Science Kids: Weather (Non-Fiction)

Released November 2009

Reviewed by Bob Walch

Providing an excellent way to introduce a young child to science, the Kingfisher Science Kids series now numbers over 13 books that cover such topics as birds, reptiles, oceans and seas, maps and mapping, and rocks and fossils.

This newest title looks at the atmospheric world. Youngsters will learn why the wind blows, what a rainbow is made of, how rain forms in clouds and all sorts of other interesting weather related facts. They'll discover that 72 percent of the Earth's surface is covered by water, that there are different layers of the atmosphere, and that seaweed can be used to predict the weather.

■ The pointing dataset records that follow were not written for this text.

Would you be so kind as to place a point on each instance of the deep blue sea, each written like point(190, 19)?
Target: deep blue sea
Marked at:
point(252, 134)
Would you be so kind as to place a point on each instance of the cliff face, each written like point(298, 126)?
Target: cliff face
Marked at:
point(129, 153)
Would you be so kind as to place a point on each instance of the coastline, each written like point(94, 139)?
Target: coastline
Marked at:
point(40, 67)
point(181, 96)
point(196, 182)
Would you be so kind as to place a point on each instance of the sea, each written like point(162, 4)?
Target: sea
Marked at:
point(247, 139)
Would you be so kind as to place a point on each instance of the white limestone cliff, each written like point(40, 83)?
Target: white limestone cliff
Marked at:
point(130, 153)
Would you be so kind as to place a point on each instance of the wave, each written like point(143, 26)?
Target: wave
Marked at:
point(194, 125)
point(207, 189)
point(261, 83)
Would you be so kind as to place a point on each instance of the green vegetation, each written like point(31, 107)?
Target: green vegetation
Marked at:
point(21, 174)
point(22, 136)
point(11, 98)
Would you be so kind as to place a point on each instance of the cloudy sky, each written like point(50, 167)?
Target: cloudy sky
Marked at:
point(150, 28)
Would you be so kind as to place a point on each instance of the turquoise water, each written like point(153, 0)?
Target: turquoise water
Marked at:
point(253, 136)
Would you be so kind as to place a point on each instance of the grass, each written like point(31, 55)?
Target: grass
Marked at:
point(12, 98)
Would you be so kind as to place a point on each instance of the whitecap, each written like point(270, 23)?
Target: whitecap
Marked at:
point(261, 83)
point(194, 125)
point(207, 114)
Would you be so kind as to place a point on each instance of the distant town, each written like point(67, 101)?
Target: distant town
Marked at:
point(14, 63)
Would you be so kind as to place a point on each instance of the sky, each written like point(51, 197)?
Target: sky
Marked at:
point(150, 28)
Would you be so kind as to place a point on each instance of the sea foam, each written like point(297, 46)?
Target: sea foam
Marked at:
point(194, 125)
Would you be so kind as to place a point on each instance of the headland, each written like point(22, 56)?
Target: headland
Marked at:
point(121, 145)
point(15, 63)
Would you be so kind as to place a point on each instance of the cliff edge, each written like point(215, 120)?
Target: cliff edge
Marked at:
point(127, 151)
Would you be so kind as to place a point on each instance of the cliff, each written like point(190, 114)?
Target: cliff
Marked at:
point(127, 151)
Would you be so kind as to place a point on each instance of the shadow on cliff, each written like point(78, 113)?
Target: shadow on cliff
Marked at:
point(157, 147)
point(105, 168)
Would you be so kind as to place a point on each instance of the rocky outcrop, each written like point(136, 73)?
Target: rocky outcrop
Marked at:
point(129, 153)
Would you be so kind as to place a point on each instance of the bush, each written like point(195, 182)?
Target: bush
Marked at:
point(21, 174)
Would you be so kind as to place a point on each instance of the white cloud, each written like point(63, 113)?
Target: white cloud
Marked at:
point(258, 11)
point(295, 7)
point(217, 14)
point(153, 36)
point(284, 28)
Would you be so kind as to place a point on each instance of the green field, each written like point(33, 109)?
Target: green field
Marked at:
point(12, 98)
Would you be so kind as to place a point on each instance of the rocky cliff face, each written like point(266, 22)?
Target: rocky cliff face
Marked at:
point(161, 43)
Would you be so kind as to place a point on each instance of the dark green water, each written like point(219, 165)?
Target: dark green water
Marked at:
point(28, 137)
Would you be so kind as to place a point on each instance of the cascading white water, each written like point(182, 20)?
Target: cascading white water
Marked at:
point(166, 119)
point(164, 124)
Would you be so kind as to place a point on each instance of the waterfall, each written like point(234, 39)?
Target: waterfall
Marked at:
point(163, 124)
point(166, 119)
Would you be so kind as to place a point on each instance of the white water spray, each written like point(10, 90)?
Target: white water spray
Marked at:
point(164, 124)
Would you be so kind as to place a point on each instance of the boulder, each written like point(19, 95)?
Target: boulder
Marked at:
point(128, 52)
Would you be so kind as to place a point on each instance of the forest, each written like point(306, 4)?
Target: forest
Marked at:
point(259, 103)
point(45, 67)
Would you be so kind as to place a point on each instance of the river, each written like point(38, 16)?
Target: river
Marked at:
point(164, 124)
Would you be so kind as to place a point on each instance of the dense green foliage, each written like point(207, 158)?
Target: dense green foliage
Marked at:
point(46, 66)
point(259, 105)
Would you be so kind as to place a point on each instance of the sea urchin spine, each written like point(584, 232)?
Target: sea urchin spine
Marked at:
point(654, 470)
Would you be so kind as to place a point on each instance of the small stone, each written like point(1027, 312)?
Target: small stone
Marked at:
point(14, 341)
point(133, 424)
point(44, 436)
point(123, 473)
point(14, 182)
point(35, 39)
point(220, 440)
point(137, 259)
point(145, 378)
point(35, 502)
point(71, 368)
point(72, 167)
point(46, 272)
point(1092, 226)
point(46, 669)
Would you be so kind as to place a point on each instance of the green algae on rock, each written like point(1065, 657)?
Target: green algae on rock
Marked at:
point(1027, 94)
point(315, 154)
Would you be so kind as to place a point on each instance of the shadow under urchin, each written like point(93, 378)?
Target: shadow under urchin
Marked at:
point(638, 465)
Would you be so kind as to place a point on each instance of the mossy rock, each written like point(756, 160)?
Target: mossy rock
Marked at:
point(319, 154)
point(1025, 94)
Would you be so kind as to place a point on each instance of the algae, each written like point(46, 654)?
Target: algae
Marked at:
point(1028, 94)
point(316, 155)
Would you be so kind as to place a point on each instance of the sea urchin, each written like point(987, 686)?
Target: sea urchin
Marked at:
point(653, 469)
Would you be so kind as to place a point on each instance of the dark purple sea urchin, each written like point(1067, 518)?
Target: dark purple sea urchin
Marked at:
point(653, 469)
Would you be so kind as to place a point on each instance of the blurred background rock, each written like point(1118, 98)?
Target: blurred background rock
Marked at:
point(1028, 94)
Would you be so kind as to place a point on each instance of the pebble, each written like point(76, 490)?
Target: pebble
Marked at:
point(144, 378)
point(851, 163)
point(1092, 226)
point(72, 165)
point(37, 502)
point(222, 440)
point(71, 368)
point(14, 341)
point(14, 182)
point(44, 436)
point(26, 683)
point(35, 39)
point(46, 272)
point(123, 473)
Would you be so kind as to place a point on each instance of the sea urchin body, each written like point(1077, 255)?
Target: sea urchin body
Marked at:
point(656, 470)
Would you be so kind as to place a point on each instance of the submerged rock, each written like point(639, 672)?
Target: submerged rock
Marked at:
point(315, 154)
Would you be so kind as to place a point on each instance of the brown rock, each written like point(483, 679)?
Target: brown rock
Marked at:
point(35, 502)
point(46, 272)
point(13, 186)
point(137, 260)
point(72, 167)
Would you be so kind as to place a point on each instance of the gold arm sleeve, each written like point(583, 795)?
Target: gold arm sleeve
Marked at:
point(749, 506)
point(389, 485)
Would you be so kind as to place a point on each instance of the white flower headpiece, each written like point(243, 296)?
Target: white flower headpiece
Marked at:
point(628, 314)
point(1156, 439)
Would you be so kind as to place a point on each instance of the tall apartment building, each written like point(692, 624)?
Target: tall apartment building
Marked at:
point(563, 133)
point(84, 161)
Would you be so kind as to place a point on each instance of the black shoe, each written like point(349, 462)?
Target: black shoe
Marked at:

You'll also fine three easy projects to try at home. If your child doesn't wish to make a kite or sun dancer using old CD discs, perhaps creating a rainbow in a glass jar or making a tornado in a big plastic bottle will whet his/her curiosity.

This inexpensive paperback offers a very basic look at some weather related topics. The age-appropriate text is easy to follow, but don't expect a lot of depth in the two page spreads devoted to each topic. On the other hand, the book does offer an ideal launch site from which to begin a more detailed investigation of weather.

Unfortunately, the author does not offer any kid-friendly websites that would further the child's study of a particular area such as snowstorms or the El Nino current.